Méus Lotaire, 61 ans, le pasteur de l'Eglise internationale primitive, reconnaît que la tâche est lourde et que la cohabitation entre personnes déplacées est parfois difficile.

"Ça me demande beaucoup (d'efforts) pour gérer tout ce monde (qui vient) d'horizons divers" et doit coexister dans un espace restreint, dit-il. "On a des problèmes de toutes sortes, (comme) les toilettes", dont le nombre est insuffisant.

"Il y a tellement de personnes ici (...), ça grouille de monde", décrit-il. Parfois, elles "ne peuvent pas respirer".

L'accès aux soins est également problématique, plusieurs hôpitaux ayant dû fermer ou réduire leurs services en raison des violences.

Ici, c'est l'ONG Alima, connue pour ses unités médicales mobiles, qui vient examiner les patients: mesurer la tension, fournir des médicaments, peser un nouveau-né.

Le pasteur salue son travail "colossal". Elle "soigne des centaines de patients", affirme-t-il.

Y compris des personnes n'habitant pas dans le camp, comme Nehemie Laguerre, 20 ans, dont la famille vit non loin de l'église.

La jeune femme a accouché la veille.
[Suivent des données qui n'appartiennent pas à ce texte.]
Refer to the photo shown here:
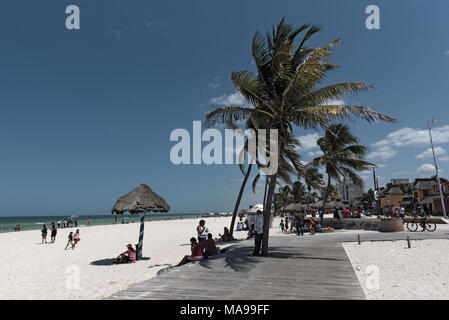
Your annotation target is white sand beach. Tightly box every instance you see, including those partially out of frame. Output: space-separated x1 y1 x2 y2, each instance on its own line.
0 217 247 299
344 240 449 300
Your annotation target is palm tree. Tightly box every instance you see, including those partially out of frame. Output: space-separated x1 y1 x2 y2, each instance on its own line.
312 123 373 208
205 19 394 256
304 166 324 210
Elle est venue se faire ausculter et va rentrer avec des médicaments ainsi que des conseils sur la manière de s'occuper de son bébé, son premier.

Au début, elle ne tenait pas à le garder mais n'a pas réussi à avorter, explique-t-elle.

Elle habite au Bas-Delmas. Quelle est la situation chez elle? Nehemie préfère ne pas en dire davantage, de peur de représailles.